- Release poster
- Hangul: 컴백홈
- RR: Keombaekhom
- MR: K'ŏmbaekhom
- Directed by: Lee Yeon-woo
- Written by: Jang Yu-jeong; Heo Sung-hye;
- Starring: Ra Mi-ran; Song Sae-byeok; Lee Beom-soo;
- Production companies: Wise Wolf; Joy & Cinema;
- Distributed by: JNC Media Group
- Release date: October 5, 2022;
- Country: South Korea
- Language: Korean
- Box office: est. US$349,623

= Come Back Home (film) =

2022 South Korean comedy film

Come Back Home is a 2022 South Korean comedy film directed by Lee Yeon-woo, starring Ra Mi-ran, Song Sae-byeok and Lee Beom-soo. The film follows an unknown comedian named Ki-se (Song Sae-byeok), who lost everything and returned to his hometown after 15 years, becoming the boss of a large organization.
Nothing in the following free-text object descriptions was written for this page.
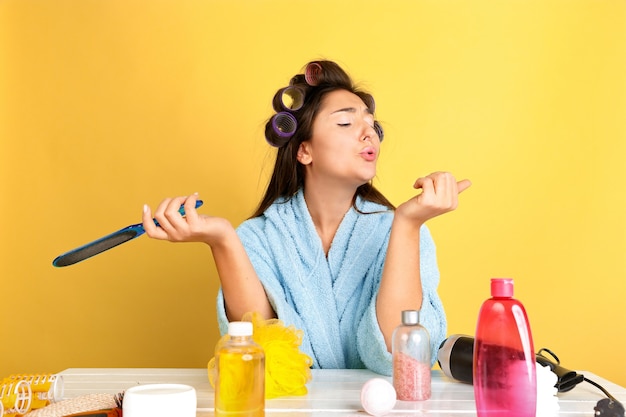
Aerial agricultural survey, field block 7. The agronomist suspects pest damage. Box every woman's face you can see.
[298,90,380,187]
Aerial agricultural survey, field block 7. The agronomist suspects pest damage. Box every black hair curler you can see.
[265,111,298,148]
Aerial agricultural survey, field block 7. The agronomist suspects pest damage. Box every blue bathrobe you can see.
[217,190,446,375]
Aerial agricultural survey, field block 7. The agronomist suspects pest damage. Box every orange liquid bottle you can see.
[215,321,265,417]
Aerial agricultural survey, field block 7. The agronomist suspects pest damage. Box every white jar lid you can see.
[122,384,197,417]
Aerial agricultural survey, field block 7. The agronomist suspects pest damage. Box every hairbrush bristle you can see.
[113,391,124,408]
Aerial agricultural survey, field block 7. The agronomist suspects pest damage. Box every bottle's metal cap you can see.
[402,310,420,325]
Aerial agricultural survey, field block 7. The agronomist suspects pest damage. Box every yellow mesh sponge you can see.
[208,313,313,398]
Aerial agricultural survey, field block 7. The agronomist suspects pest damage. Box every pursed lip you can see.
[359,146,377,161]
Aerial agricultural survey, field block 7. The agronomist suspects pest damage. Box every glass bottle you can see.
[473,278,537,417]
[391,310,431,401]
[215,321,265,417]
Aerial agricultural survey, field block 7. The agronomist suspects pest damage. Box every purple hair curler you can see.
[272,85,304,112]
[272,111,298,138]
[304,62,322,87]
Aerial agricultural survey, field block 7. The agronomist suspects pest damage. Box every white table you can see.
[56,368,626,417]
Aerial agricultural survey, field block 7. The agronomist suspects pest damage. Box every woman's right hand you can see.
[142,194,233,245]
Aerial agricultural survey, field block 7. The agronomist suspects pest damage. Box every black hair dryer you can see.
[437,334,584,392]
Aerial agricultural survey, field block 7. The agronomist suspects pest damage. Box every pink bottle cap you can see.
[491,278,513,298]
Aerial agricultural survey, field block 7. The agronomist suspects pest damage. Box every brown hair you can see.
[251,61,395,218]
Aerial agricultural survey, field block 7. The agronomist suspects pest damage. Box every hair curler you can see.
[265,111,298,148]
[272,85,304,112]
[304,62,322,87]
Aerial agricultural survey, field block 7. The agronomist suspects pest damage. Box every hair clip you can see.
[304,62,322,87]
[265,111,298,148]
[272,85,304,112]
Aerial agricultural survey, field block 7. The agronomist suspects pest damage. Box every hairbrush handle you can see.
[52,200,204,267]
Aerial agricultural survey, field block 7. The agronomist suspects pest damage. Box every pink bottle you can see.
[473,278,537,417]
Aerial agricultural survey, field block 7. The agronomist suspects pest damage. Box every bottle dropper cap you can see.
[491,278,513,298]
[228,321,252,336]
[402,310,420,326]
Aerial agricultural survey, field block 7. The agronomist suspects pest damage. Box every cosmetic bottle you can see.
[215,321,265,417]
[473,278,537,417]
[392,310,431,401]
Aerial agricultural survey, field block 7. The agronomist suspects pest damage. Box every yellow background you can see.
[0,0,626,385]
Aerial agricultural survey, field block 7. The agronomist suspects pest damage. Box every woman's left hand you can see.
[396,172,472,225]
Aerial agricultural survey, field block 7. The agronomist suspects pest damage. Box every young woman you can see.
[143,61,470,375]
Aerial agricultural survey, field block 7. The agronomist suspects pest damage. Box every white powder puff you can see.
[361,378,396,417]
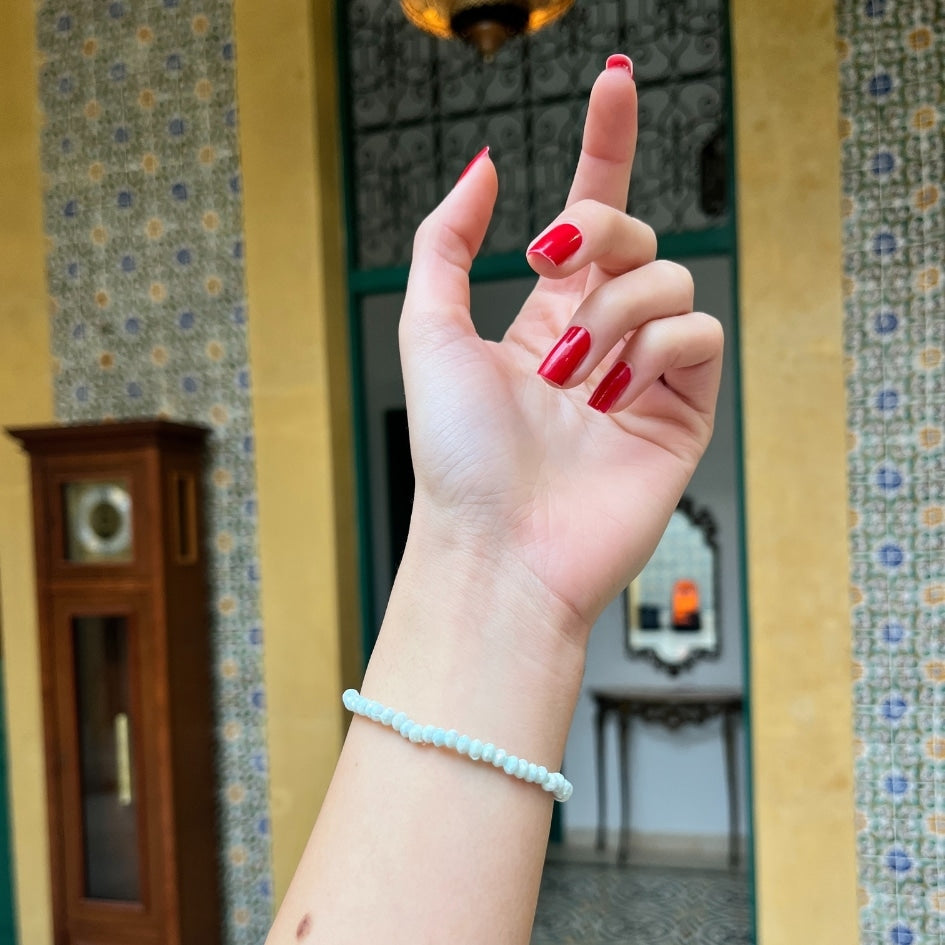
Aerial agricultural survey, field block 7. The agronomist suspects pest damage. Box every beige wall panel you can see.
[0,0,52,945]
[235,0,360,904]
[732,0,858,945]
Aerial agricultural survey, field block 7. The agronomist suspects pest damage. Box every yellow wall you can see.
[0,0,52,945]
[236,0,360,902]
[732,0,858,945]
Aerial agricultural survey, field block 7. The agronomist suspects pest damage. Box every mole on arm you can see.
[295,912,312,942]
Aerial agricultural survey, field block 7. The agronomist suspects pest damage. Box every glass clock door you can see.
[72,616,141,902]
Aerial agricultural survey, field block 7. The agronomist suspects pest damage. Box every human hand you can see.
[400,59,722,639]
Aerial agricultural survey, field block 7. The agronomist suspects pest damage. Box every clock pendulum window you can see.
[7,420,221,945]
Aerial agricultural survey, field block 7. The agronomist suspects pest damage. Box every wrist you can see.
[361,530,586,768]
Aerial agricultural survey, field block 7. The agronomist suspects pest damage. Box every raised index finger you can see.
[567,55,637,210]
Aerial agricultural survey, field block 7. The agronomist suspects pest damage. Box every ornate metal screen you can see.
[339,0,730,270]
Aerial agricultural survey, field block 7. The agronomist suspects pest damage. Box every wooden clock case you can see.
[8,420,221,945]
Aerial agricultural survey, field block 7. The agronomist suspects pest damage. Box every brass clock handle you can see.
[115,712,134,807]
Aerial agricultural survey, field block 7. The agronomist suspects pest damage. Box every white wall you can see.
[362,258,745,838]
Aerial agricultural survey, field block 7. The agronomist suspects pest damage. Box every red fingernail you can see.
[587,361,633,413]
[526,223,583,266]
[456,145,489,184]
[538,325,591,387]
[607,53,633,79]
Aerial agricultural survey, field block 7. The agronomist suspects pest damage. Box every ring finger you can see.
[538,259,693,388]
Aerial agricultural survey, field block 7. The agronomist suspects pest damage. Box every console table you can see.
[591,689,743,866]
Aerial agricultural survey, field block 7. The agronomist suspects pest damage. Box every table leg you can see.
[617,714,630,866]
[722,710,739,867]
[596,706,607,850]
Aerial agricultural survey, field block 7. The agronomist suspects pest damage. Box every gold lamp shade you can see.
[400,0,574,59]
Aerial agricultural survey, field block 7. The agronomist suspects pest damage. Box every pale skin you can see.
[267,60,722,945]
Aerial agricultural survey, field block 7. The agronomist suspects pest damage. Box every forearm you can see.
[269,528,583,945]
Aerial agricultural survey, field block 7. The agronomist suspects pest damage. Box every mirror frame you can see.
[623,495,722,676]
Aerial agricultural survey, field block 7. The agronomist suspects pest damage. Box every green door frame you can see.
[0,658,17,945]
[334,0,757,900]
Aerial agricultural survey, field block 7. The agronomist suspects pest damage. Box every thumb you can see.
[400,148,499,358]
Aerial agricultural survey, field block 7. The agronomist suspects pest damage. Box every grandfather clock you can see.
[8,420,220,945]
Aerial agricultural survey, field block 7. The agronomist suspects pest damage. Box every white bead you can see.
[341,689,574,802]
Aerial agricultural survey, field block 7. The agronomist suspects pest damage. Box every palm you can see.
[411,288,711,613]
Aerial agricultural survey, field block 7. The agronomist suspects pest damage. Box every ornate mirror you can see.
[626,496,720,675]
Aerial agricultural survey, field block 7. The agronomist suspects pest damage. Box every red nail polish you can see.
[587,361,633,413]
[538,325,591,387]
[526,223,584,266]
[456,145,489,184]
[607,53,633,79]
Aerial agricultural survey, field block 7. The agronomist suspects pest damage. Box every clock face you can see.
[63,480,132,563]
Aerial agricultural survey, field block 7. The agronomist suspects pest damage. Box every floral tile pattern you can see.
[837,0,945,945]
[37,0,272,945]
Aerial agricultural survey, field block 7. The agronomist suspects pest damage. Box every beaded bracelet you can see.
[341,689,574,801]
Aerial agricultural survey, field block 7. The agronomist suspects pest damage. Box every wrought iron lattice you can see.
[341,0,730,270]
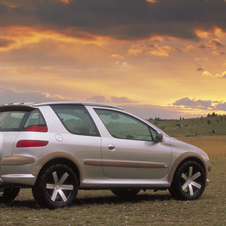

It was released on October 5, 2022.

==Cast==
- Ra Mi-ran as Yeong-shim
- Song Sae-byeok as Ki-se
- Lee Beom-soo as Kang Don
- Lee Geung-young as Pal-chul
- Oh Dae-hwan as Tae-kyu
- In Gyo-jin as Sang-man
- Lee Jun-hyeok as Pil-seong
- Kim Won-hae as Seong-bong
- Lee Joong-ok as Jun Cheol
- Special appearance
- Kim Jun-ho
- Kim Ji-min
- Kim Dae-hee

==Production==
Principal photography began on April 11, 2021 and filming was wrapped up on June 30, 2021.

==Release==
The film originally scheduled to release on September 21 was released on October 5, 2022.

==Reception==
Kang Nae-ri writing for YTN praised the performances of ensemble and stated, "It seems that such a dense story composition and a story that evokes sympathy has captured the actors as well." Concluding Kang opined, "The movie Come Back Home, full of laughter and emotion, is suitable for autumn."